Sembra banale ma dietro questo semplice paradosso si nasconde in realtà una durissima guerra portata avanti e vinta in nome del riconoscimento del fattore economico come unico parametro di indicatore di sviluppo.
Il grande capitale, da sempre attento alle innovazioni, disposto a investire molti soldi, organizzato militarmente, libero da vincoli (WTO) e con la benedizione dei politici di tutto il mondo ha saputo ben sfruttare tutte le opportunità offerte da una deregulation effettiva e dall’enorme sviluppo di alcune tecnologie quali i media televisivi, internet, le tecniche di comunicazione di massa. Nel giro di pochi anni, infine, la necessità di far tornare i conti dello sviluppo, sotto forma di ricavi per gli azionisti e di PIL annuo in crescita per i governi, ha imposto di dare vita a merci sempre più deperibili, apparentemente meno care ma nei fatti molto di più (vedi la ricambistica delle auto) e a inventare “falso denaro” per poterle vendere.

E ADESSO?
E’ semplice: tutto questo non ce lo possiamo più permettere; per i paesi ricchi come il nostro i benefici della “crescita” a tutti i costi, in termini di lavoro e di sviluppo sociale, sono minori dei problemi che causano.

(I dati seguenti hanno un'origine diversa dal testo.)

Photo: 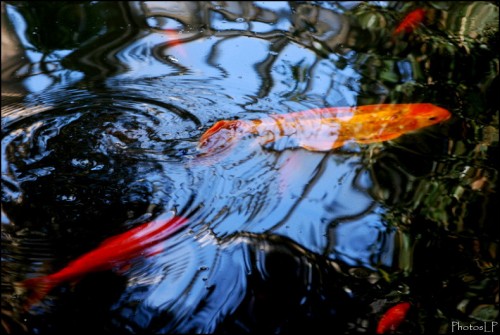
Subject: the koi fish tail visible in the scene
[198,120,247,155]
[20,276,57,309]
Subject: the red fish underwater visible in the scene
[377,302,410,334]
[393,8,426,35]
[20,216,187,308]
[198,103,451,155]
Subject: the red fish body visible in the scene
[21,217,186,307]
[394,8,426,35]
[377,302,410,334]
[198,103,451,155]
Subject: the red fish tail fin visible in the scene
[198,120,246,154]
[20,276,56,309]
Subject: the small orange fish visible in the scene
[377,302,410,334]
[198,103,451,155]
[393,8,426,35]
[20,217,187,309]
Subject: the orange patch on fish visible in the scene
[393,8,426,35]
[377,302,410,334]
[198,103,451,155]
[19,217,187,309]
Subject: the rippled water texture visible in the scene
[1,1,500,334]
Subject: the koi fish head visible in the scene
[198,120,248,154]
[406,104,451,128]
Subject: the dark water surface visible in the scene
[1,1,500,334]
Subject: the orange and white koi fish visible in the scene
[377,302,410,334]
[393,8,426,35]
[20,216,187,308]
[198,103,451,156]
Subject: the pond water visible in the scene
[1,1,500,334]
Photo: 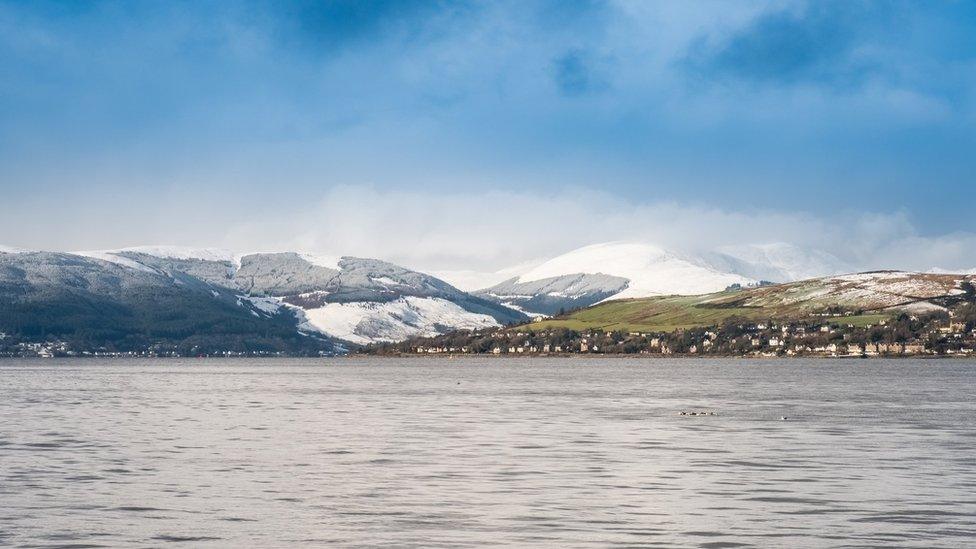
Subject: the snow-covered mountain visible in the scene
[477,242,849,314]
[0,246,527,344]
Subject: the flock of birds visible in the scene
[678,411,790,421]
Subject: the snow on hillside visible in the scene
[299,297,499,344]
[719,242,855,282]
[0,244,30,254]
[518,242,757,299]
[112,246,238,264]
[71,250,156,273]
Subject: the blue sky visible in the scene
[0,0,976,267]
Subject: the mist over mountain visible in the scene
[0,247,527,354]
[0,241,968,354]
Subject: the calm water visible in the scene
[0,359,976,548]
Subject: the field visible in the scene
[520,296,784,332]
[518,271,966,332]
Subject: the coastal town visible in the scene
[368,314,976,357]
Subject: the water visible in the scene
[0,359,976,548]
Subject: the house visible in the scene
[902,343,925,355]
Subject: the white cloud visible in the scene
[0,185,976,278]
[224,186,976,272]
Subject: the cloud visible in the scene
[553,49,607,97]
[685,1,889,89]
[0,185,976,272]
[206,186,976,271]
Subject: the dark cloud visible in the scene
[685,2,886,87]
[553,49,607,97]
[271,0,474,53]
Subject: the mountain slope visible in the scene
[528,271,976,331]
[476,242,847,315]
[0,247,527,352]
[0,252,339,354]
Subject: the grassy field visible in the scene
[520,296,769,332]
[518,294,891,332]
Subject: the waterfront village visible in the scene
[373,313,976,357]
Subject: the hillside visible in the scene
[0,247,528,354]
[524,271,976,332]
[476,241,848,315]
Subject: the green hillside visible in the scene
[519,272,973,332]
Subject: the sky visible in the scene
[0,0,976,271]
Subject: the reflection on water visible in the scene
[0,359,976,548]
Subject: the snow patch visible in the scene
[302,296,498,345]
[518,242,757,299]
[113,246,240,264]
[71,250,156,273]
[0,244,31,254]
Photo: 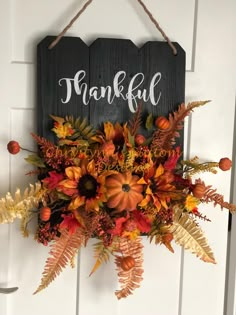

Il Partito per la Decrescita crede possibile una rivoluzione “concettuale”: un libero mercato ma dalla parte dei cittadini l’interesse dei quali e’ che le merci soddisfino i loro bisogni e i loro desideri senza avere come contropartita né l’asservimento ideologico né il vivere in un ambiente degradato. I cittadini devono potersi riappropriare della possibilità di risparmiare, il loro stipendio può essere liberato da canoni e spese fisse introducendo il principio delle tariffe a consumo e parallelamente un rafforzamento delle Autorità di controllo e un deciso cambio di rotta nell’assegnazione di fondi alle imprese e nell’utilizzo delle tasse di scopo possono creare le condizioni per un passaggio graduale da un’economia di crescita fine a se stessa ad una di decrescita basata cioè sul soddisfacimento dei bisogni e sulla effettiva libertà dell’acquisto.

Una rivoluzione concettuale che pone al centro dell’interesse produttivo ed economico il cittadino, ne rafforza il potere contrattuale da subito, attraverso la spesa a consumo, e quindi lo rende maggiormente libero ed anche più cosciente delle scelte che dovranno disegnare una nuova economia di decrescita, favorendo un uso sobrio delle risorse, e rivoluzionando il modo di fare commercio con nuovi parametri di valore per il costo delle merci.


A questo proposito si individuano cinque tipi di merci: utili, piacevoli, indotte, superflue e dannose. Siamo ovviamente contrari alla produzione delle merci dannose (armi, pesticidi) e vorremmo limitare al massimo quelle indotte (ad es. pezzi di ricambio) e quelle superflue (ad es. l’acqua in bottiglia). In generale crediamo che siano necessarie meno merci, ma per tutte quelle prodotte, come paradigma di azione possibile, ci vogliamo battere affinché il prezzo sia determinato in base a parametri non solo meramente economici.
Pensiamo che il costo debba tenere conto di fattori come, ad esempio, il rapporto costi/benefici tra l’oggetto e l’inquinamento generato. Quando tutto questo troverà riscontro sull’etichetta raggiungeremo un duplice obiettivo: da una parte sensibilizzando il cittadino ad un consumo più responsabile, dall’altra favorendo tra le industrie una più marcata attenzione verso l’innovazione, l’interazione con il tessuto economico di vicinanza e l’uso consapevole di energia.

Un mercato che sarà regolato da parametri di progresso necessariamente più collettivi che individuali, nel quale si tornerà ad una produzione più attenta alla qualità e alla durata e dove, pensiamo, la naturale ansia di cambiamento e di affermazione individuale potrà esprimersi piuttosto che nell’usa e getta continuo della merce, in una maggiore pratica del saper fare, e nella realizzazione di quei progetti fondamentali, che già oggi potrebbero essere affrontati ma per i quali non esiste una volontà collettiva duratura ed organizzata.